How do you solve a problem?  Look at the root causes and address them.  Laurie Halse Anderson writes in Time:

 

“How do we reduce the horrifying amount of sexual violence in this country?

We talk to our boys. Parents, family members, educators, clergy and other leaders have the opportunity and responsibility to model and teach consent from the time kids are old enough to walk: “You don’t touch anyone without their permission.” Families and schools should regularly share facts about bodies and sex appropriate to the developmental age of the child. Cultural leaders — writers, musicians, film producers, artists, advertisers, professional athletes, actors and social media influencers — have the power to accurately portray how sexual assault happens, providing information that will save lives.

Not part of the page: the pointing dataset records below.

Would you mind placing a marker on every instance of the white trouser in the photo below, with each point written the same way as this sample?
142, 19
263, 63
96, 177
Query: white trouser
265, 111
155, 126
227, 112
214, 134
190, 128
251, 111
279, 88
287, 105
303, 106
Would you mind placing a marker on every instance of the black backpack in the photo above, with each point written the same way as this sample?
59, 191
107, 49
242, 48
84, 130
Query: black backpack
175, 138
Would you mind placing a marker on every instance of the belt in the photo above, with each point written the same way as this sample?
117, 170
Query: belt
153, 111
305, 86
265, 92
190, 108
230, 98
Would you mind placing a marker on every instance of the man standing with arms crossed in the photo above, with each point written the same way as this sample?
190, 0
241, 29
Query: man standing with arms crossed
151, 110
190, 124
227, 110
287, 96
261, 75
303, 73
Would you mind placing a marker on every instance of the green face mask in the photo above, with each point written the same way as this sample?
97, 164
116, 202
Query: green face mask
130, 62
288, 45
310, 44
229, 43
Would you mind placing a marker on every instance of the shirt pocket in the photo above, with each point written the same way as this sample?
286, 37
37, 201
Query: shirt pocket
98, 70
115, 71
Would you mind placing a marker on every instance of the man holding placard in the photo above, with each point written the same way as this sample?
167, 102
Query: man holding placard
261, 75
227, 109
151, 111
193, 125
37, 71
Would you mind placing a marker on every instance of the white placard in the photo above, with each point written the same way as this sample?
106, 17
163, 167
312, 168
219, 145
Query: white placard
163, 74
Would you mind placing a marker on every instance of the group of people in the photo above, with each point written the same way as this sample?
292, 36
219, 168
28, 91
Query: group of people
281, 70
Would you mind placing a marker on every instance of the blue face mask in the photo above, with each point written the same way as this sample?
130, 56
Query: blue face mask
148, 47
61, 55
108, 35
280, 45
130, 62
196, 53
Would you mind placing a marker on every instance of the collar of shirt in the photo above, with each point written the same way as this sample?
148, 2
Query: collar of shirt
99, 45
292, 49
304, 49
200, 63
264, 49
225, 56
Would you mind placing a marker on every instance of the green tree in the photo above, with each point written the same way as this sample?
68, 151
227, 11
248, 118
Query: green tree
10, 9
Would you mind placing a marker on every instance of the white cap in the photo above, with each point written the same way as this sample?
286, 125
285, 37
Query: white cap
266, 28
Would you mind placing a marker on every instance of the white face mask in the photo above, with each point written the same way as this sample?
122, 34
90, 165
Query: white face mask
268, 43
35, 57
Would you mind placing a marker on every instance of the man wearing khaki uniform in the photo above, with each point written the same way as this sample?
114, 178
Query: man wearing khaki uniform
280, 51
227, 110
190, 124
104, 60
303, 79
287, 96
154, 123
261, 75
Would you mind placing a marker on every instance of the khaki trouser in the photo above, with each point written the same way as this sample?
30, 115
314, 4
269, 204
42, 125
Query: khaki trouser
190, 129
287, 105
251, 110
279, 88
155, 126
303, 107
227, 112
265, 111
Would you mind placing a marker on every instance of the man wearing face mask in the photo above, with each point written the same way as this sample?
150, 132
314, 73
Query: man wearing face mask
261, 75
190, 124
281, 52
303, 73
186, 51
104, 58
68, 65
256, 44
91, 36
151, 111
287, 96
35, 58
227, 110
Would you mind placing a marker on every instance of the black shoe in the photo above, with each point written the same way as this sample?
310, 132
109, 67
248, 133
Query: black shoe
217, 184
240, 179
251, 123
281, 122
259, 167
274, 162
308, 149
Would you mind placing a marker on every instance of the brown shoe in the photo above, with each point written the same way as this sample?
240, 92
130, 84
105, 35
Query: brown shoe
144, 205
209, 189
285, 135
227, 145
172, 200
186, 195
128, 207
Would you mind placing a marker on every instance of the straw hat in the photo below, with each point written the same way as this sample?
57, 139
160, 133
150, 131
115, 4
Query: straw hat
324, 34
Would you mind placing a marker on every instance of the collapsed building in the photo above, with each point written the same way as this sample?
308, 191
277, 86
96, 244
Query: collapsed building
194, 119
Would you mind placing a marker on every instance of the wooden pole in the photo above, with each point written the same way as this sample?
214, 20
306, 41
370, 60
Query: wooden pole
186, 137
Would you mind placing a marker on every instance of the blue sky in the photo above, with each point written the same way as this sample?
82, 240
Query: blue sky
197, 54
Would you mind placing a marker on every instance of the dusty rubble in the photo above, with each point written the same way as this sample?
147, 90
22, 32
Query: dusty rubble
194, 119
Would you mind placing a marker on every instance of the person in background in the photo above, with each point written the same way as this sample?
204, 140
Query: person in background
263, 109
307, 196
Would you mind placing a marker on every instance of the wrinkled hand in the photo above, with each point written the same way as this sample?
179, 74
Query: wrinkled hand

I know it’s hard, but if we don’t figure out how to have tough conversations, we will sacrifice another generation of victims. It is time to not just inspire those who have been hurt to tell their stories — but to find our own courage to have open conversations about these complex subjects.

We need to teach our boys about healthy sexuality. We need to be crystal-clear about the laws and moral code surrounding consent. Our children must be aware that not only is there a federal definition of consent, but that states have their own, additional definitions. This is particularly significant for people younger than 18. “Close-in-age exemptions,” which permit some types of sexual contact between consenting minors, vary widely. RAINN has a State Law Database, to help you sort out the details.

We need to ask our boys questions so that we understand what they think they know about sex and intimacy. Sharing books, movies and TV shows are a great way to open these conversations. Discussing the choices made by fictional characters paves the way for more personal conversations.

We need to tell our own stories to make sure our boys understand that these things happen to people they know and love. We need to give them the tools required to navigate relationships in a positive way.

Our boys deserve information and guidance. The only way they’ll get it is if we speak up.”